Ricordando Robert Redford
- Vice
- 16 set
- Tempo di lettura: 3 min
Aggiornamento: 18 set
L'addio ad un'icona del cinema americano
di Vice

Leggere ciò che è stato scritto all'indomani della sua morte o ascoltarne i commenti in radio e televisione è l'unica cosa che si può aggiungere alle proprie emozioni il giorno dopo la morte di Robert Redford. Perché con i suoi film scorrono anche pezzi importanti della nostra esistenza con domande che ci riportano a chiederci se non Come eravamo, per non scadere nell'ovvio, almeno il più facile "dove eravamo?" o il più delicato "con chi eravamo?", o il più complicato "che cosa provavamo?" nel seguire la cocciuta Katie Morosky, alias Barbra Streisand, e lasciare andare verso il conformismo Hubbell Gardiner, alias Robert Redford. Il tutto, dopo essersi immedesimati con tutti i pori della nostra pelle nella lotta contro il maccartismo, avversando con tutto noi stessi Joseph McCarthy, il senatore repubblicano, presidente della commissione per le attività antiamericane, che allora ci sembrava un demonio del passato, ma che oggi, al confronto dei demoni che avvelenano le coscienze del mondo, appare poco più di un incidente di percorso.
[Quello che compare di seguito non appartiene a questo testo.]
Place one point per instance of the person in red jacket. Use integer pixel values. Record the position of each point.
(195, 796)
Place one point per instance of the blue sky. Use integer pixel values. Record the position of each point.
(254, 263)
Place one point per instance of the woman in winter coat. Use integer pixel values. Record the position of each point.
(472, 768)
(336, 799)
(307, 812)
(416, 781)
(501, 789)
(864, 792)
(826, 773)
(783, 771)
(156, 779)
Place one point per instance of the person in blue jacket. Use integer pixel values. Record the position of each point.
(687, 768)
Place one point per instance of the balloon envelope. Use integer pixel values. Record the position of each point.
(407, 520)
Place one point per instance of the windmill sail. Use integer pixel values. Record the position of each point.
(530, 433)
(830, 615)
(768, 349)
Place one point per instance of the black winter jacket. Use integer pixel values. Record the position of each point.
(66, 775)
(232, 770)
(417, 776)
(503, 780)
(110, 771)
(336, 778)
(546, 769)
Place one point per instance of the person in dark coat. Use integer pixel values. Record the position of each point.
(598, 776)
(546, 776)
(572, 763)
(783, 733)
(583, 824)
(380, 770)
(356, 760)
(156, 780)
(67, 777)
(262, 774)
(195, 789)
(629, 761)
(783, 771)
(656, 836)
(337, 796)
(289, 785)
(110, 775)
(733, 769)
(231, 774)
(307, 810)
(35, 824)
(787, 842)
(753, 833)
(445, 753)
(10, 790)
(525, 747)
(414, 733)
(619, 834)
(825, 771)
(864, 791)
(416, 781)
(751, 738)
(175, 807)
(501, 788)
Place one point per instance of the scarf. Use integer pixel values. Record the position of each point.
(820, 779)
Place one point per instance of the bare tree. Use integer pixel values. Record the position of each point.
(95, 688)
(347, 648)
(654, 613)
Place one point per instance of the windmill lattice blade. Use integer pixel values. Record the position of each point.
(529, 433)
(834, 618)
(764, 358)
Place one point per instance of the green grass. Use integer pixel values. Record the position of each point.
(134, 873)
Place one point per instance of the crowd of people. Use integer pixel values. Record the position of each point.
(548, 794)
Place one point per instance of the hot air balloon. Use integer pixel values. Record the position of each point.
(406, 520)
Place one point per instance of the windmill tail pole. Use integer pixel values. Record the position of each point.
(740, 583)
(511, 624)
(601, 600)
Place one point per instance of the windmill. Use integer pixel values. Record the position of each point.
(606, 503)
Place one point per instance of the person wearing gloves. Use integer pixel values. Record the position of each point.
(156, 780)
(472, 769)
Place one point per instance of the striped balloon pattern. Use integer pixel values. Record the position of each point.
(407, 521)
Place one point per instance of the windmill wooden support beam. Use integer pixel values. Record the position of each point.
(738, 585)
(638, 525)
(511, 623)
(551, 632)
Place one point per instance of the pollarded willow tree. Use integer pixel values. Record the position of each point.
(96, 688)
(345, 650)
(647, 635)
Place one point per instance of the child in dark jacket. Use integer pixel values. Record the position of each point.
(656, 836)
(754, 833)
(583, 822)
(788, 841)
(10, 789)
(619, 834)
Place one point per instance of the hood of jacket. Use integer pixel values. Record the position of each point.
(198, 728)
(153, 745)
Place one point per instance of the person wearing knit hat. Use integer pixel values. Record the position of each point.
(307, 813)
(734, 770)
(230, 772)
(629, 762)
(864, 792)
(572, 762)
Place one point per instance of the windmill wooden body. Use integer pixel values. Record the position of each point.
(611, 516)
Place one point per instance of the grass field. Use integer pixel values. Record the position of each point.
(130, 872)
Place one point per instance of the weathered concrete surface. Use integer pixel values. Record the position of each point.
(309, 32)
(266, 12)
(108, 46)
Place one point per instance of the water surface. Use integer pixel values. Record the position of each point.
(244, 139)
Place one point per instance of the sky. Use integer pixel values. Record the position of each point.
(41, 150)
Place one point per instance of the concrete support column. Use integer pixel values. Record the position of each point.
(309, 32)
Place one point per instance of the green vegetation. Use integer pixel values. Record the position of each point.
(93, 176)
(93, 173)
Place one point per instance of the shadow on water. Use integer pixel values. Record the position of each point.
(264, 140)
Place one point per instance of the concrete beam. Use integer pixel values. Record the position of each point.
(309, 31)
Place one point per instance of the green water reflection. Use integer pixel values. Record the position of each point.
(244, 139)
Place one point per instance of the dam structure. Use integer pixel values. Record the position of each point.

Non è mai scontato riuscire a fondere in un'unica figura la dimensione artistica con quella privata di un attore. Non lo era certamente per Robert Redford, personaggio poliedrico, discreto e, soprattutto riluttante a prestarsi ai divismi di Hollywood, "un signore inarrivabile, nella vita come sullo schermo, dove è stato tutto e tutti e sempre irresistibile, avventuroso, algido, passionale," come ha scritto oggi, 17 settembre, Massimiliano Castellani su l'Avvenire. A nostro avviso, lui c'è riuscito, offrendo l'opportunità di ricapitolare la sua vita da più angolazioni, ma riducendo il ventaglio delle sfaccettature, come si conviene a una persone riservata, quasi scegliendo in prima persona di chi parlare e di che cosa. In primis dell'amicizia: al presente, attraverso la voce e i sentimenti, non negati, di Jane Fonda, e al passato con gli aneddoti sul set del grande amico Paul Newman, nelle versioni di Butch Cassidy e Sundance Kid e La Stangata, film superlativi, ironici, esilaranti, in cui i protagonisti esprimono la capacità di esaltare gli interi cast.
Carismatico, affascinante, seduttivo, con quegli occhi azzurri e capelli biondi d'ordinanza irlandese che lo rendevano sì irresistibile, ma perché vero e autentico proprio in quel tutto e interpretando tutti, perfettamente in linea di coerenza con uno stile mai lezioso o sopra le righe: nella tenerezza, come in A piedi nudi nel parco con Jane Fonda, o nel ricorso alla forza per frenare il panico di una meravigliosa Faye Duneway, sua partner nel thriller politico I tre giorni del condor.
Convincente, come lo può essere un autentico e sincero democratico americano teso a migliorare il suo Paese, lo è stato nell'interpretazione di Tutti gli uomini del Presidente, fedele ricostruzione dell'inchiesta che portò allo scandalo Watergate, in cui dà volto a Bob Woodward, uno dei due giornalisti del Washington Post, a fianco di Dustin Hoffman nei panni di Carl Bernstein.
Mai incline al melodramma, anche in quelle storie d'amore la cui sceneggiatura e interpreti femminili si candidavano ad assottigliare pericolosamente il crinale tra emozione vera e costruzione dell'emozione, da La mia Africa con Meryl Streep a Il grande Gatsby e Qualcosa di personale accanto rispettivamente a Mia Farrow e Michele Pfeiffer e, soprattutto, al già richiamato Come eravamo, ma sempre capace di restituire l'intensità della passione che si deve a un rapporto affettivo.
Dall'esordio In punta di piedi (1960), non accreditato, all'ultimo film, un cameo in Avengers: Endgame (2019), e alle sue nove regie e otto pellicole da produttore, fondatore e animatore del Sundance Film Festival, passa una lunghissima stagione di successi in cui Robert Redford è stato aderente a sé stesso, reclamando che gli fosse riconosciuto di essere una voce indipendente e non condizionabile, anche quando sarebbe stato facile sfruttare la sua collocazione politica di democratico.
Di Ethan Hawke, attore e regista (quattro candidature agli Oscar) è il commiato che fa risplendere la grandezza di Robert Redford: “Ha usato la sua fama per promuovere il cambiamento. Ha usato la sua ricchezza per sostenere gli altri. Ha usato il suo cuore per ispirare. Ha usato la sua mente per creare." Magnifico.